Leanas Gegner hatte seinen Dolch wiedergefunden und ging wie ein Wahnsinniger auf sie los. Ohne Rücksicht auf Verluste setzte er Schnitt um Schnitt, schnitt tief und das Blut lief ihr über den Körper. Speichel floss dem Vampir bereits aus dem Maul, er malte sich schon aus, wie er sie austrinken würde. Da bohrte sich sein Dolch bis zum Heft in ihren Oberschenkel. Die Schamanin schrie auf und ging zu Boden. Es trieb mir die Verzweiflung ins Gesicht, doch die Bärin war noch nicht am Ende. Mit dem gesunden Bein trat sie den Vampir von sich und zog den Dolch aus ihrem Bein, während die andere Hand zur Tasche mit einem Heiltrank wanderte.
Unter entschlossenen Ischkur-Rufen starteten Leonis und ich eine weitere Angriffsserie und verstümmelten unsere Gegner noch ein Stück mehr. Doch mit diesen beherzten Schlägen verlor ich den letzten Rest Kraft und hielt mich nur noch durch den Glauben auf den Beinen. Mein Gott würde es nicht zulassen, dass diese Kreaturen weiter auf Midgard wandelten, nicht, wenn er ein williges Werkzeug zur Verfügung hatte. Und so kämpfte ich weiter – wie der Hammer, der niemals ermüdet.

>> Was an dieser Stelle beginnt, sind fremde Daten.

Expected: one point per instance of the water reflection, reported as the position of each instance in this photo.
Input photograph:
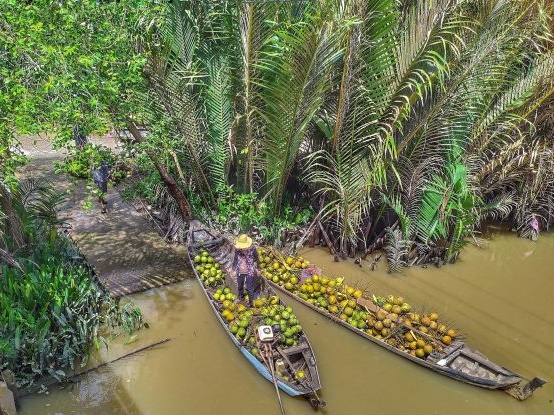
(499, 296)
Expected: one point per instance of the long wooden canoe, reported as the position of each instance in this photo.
(291, 360)
(456, 360)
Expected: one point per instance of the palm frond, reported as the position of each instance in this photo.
(297, 67)
(396, 248)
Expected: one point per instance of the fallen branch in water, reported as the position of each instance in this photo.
(51, 381)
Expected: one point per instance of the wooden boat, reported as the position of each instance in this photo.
(293, 359)
(456, 360)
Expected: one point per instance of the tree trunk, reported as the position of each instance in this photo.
(12, 223)
(168, 179)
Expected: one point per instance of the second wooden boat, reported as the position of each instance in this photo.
(393, 330)
(283, 355)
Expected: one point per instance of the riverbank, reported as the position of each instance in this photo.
(497, 296)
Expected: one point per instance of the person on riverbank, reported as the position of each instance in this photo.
(100, 177)
(245, 265)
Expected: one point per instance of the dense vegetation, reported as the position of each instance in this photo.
(403, 122)
(51, 309)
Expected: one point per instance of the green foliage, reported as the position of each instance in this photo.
(51, 308)
(79, 163)
(243, 213)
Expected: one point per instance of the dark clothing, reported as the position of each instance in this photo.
(247, 260)
(100, 177)
(250, 287)
(250, 256)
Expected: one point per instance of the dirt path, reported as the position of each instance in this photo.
(127, 255)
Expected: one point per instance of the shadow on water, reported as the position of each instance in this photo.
(499, 296)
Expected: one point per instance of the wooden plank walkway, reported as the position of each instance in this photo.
(126, 254)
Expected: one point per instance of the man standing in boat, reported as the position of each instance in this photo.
(245, 265)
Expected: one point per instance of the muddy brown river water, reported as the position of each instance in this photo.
(499, 296)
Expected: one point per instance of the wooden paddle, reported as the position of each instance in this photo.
(268, 355)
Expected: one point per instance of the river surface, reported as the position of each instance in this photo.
(499, 296)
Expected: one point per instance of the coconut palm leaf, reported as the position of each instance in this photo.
(256, 26)
(297, 66)
(397, 250)
(170, 71)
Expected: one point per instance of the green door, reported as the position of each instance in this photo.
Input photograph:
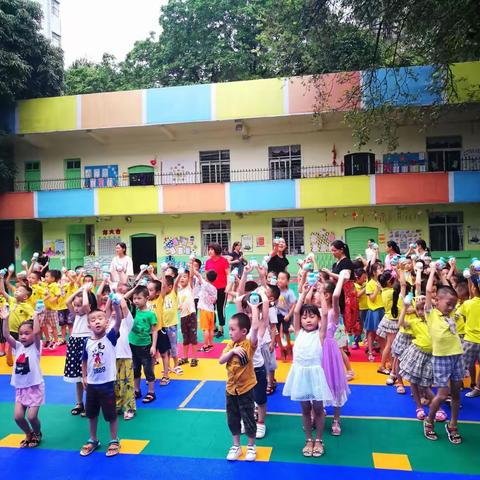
(356, 238)
(32, 176)
(73, 173)
(76, 249)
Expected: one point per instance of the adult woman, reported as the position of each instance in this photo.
(236, 256)
(393, 250)
(221, 266)
(348, 299)
(122, 266)
(278, 260)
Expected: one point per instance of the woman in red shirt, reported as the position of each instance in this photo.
(220, 265)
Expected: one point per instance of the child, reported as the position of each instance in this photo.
(98, 376)
(285, 308)
(306, 381)
(375, 307)
(448, 364)
(206, 307)
(241, 380)
(188, 318)
(50, 317)
(332, 361)
(27, 378)
(79, 304)
(143, 341)
(388, 326)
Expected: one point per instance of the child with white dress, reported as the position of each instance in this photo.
(306, 381)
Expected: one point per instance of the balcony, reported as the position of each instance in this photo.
(247, 175)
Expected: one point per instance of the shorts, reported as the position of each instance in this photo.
(472, 353)
(260, 389)
(101, 396)
(172, 333)
(163, 343)
(450, 367)
(65, 318)
(207, 320)
(33, 396)
(188, 325)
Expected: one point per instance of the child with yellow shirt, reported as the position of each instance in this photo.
(447, 351)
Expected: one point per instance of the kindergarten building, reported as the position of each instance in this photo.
(169, 170)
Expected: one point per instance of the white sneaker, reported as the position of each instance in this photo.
(234, 452)
(251, 454)
(261, 430)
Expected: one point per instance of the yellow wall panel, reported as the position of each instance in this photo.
(47, 114)
(334, 192)
(248, 99)
(127, 200)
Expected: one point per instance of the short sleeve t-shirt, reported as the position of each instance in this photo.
(445, 339)
(240, 374)
(470, 310)
(219, 265)
(142, 326)
(101, 359)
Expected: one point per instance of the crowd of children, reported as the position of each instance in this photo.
(422, 318)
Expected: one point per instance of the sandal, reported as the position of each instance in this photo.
(78, 409)
(453, 435)
(429, 430)
(149, 398)
(318, 449)
(308, 448)
(113, 448)
(89, 447)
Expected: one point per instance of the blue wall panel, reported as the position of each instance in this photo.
(400, 87)
(65, 203)
(179, 104)
(271, 195)
(466, 187)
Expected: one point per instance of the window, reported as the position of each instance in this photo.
(446, 231)
(285, 162)
(215, 231)
(291, 229)
(215, 166)
(444, 153)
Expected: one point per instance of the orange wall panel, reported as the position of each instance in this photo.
(408, 188)
(194, 198)
(16, 205)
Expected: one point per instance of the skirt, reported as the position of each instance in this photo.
(401, 343)
(416, 366)
(372, 321)
(73, 361)
(387, 326)
(306, 384)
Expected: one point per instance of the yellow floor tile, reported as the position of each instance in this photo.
(263, 454)
(13, 440)
(391, 461)
(132, 447)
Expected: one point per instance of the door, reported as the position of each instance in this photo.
(32, 176)
(144, 250)
(73, 173)
(356, 238)
(76, 249)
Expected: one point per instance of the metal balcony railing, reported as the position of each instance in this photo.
(246, 175)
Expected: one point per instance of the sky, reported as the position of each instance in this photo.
(92, 27)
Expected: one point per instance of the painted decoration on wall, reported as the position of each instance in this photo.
(54, 248)
(100, 176)
(320, 241)
(247, 243)
(179, 245)
(404, 238)
(474, 235)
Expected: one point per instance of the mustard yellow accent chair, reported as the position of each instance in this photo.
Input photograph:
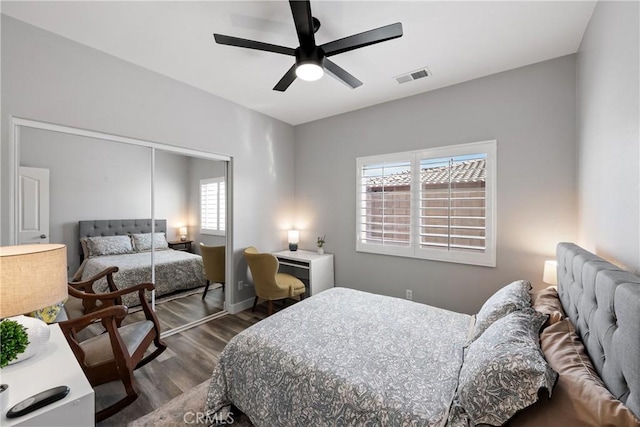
(213, 258)
(271, 285)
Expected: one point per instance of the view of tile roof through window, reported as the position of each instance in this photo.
(461, 172)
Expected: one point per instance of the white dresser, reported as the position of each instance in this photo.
(315, 270)
(54, 366)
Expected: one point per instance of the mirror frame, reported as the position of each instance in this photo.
(16, 123)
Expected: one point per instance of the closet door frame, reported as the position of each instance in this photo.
(17, 123)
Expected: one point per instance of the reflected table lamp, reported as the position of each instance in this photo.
(32, 277)
(294, 238)
(183, 233)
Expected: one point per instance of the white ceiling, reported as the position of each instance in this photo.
(457, 41)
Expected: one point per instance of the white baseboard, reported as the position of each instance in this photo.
(241, 306)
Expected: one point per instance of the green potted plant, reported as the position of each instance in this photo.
(13, 341)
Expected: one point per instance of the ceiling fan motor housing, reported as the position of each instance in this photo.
(314, 56)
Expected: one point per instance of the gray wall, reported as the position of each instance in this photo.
(49, 78)
(609, 134)
(530, 111)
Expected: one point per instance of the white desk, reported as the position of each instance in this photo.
(55, 365)
(315, 270)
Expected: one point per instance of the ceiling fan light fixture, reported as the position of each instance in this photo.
(309, 71)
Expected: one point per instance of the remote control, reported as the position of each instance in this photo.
(38, 401)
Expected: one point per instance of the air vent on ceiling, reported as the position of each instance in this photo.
(413, 75)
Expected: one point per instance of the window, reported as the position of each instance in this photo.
(434, 204)
(212, 206)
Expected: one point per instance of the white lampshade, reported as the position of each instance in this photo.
(550, 273)
(31, 277)
(309, 71)
(294, 236)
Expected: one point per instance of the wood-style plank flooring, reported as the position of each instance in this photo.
(188, 360)
(180, 311)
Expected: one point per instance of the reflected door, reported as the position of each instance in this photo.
(33, 205)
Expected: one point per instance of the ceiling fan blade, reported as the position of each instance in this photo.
(301, 11)
(339, 73)
(286, 80)
(367, 38)
(252, 44)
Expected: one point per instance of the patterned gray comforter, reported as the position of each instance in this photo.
(344, 357)
(175, 271)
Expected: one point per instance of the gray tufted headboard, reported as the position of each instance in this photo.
(603, 302)
(116, 227)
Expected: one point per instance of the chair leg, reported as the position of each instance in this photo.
(132, 394)
(204, 294)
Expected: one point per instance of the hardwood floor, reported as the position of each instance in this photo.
(188, 360)
(180, 311)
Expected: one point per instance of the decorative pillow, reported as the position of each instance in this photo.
(504, 369)
(143, 241)
(48, 314)
(515, 296)
(109, 245)
(546, 301)
(580, 398)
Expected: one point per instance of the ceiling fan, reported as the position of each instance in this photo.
(311, 59)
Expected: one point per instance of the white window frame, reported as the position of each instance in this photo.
(220, 230)
(488, 257)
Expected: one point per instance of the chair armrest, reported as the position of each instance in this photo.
(111, 295)
(115, 311)
(103, 273)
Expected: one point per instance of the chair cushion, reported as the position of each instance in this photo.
(98, 349)
(295, 285)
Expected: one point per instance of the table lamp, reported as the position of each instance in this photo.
(294, 238)
(550, 272)
(183, 233)
(32, 277)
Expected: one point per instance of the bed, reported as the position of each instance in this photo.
(345, 357)
(127, 245)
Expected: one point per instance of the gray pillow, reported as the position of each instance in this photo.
(143, 241)
(515, 296)
(108, 245)
(504, 369)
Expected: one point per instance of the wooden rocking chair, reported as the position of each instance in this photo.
(115, 354)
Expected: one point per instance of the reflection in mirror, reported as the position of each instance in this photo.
(107, 186)
(180, 275)
(88, 179)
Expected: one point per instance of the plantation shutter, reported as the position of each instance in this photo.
(212, 205)
(385, 204)
(453, 203)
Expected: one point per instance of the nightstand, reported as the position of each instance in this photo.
(181, 245)
(55, 365)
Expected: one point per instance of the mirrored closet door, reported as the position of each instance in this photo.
(103, 192)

Leonis entging währenddessen gerade so einem gefährlichen Streich gegen seinen Kopf. In meiner Vorstellung hatte sich die Klinge bereits neben seinem Ohr in den Schädel gebohrt, doch der Krieger war äußerst gewandt und dem Angriff in letzter Sekunde entgangen.
Wutentbrannt attackierte er ein weiteres Mal und durchschlug mit seinen Schwertern erst das rechte, dann das linke Schlüsselbein. Tief gruben sich die Klingen hinein und trafen sich im Zentrum des Brustkorbs. Leonis hatte ein „V“ in den Oberkörper gerissen. Ungläubig starrten ihn die toten Augen des Vampirs an, dann verging er zu rotem Nebel.
Unvermittelt stürzte sich jedoch Leanas Gegner von hinten auf ihn und rammte den Dolch in seinen Rücken. Der Söldner ächzte und sank neben der Schamanin zu Boden, ihre verzweifelten Blicke trafen sich.
Rasch warf ich dem Krieger einen Heiltrank zu, den er prompt abkippte. Seine Wangen färbten sich wieder rötlich ein, Leben strömte zurück und er stand auf. Leana war trotz ihres Trunks zu geschwächt, um uns noch zu helfen, aber nun waren es auch „nur“ noch zwei gegen zwei.
Meine Hiebe waren tumb, ihnen fehlte es an meiner gewohnten Präzision, doch es musste reichen, dass ich überhaupt noch stand. Ischkur schützte ich mich vor schweren Treffern, das Leuchten meiner Rüstung war ein Trost in diesem dunklen Moment, da unser Überleben alles andere als sicher war. Und plötzlich gab sich der Vampir eine Blöße! Er hatte zu seinem Gefährten hinübergeblickt, welcher gerade von Leonis attackiert wurde und einen Augenblick, an seinem eigenen „Überdauern“ gezweifelt. Das bewahrheitete ich mit einem Schlag mitten in den Schädel. Knirschend gingen die Knochen auseinander, doch statt Blut zu verspritzen, verging auch dieser Vampir zu einem roten Nebel.
Nun gingen Leonis und ich gemeinsam auf den letzten Vampir in diesem Raum vor. Zwei wirbelnde Schwerter und eine Axt mit göttlicher Unterstützung kamen wie eine Sintflut über ihn und die Treffer kamen im Sekundentakt. Wir waren eingespielt, als hätten wir schon immer gemeinsam gekämpft und schließlich fixierte der Krieger mit seinen Treffern den Vampir, dass ich mit einem mächtigen Streich beinahe den Kopf von den Schultern trennte. Bevor ich das Werk jedoch beenden konnte, verwandelte sich auch dieser Untote in rötlichen Nebel und verließ die Kammer auf der anderen Seite.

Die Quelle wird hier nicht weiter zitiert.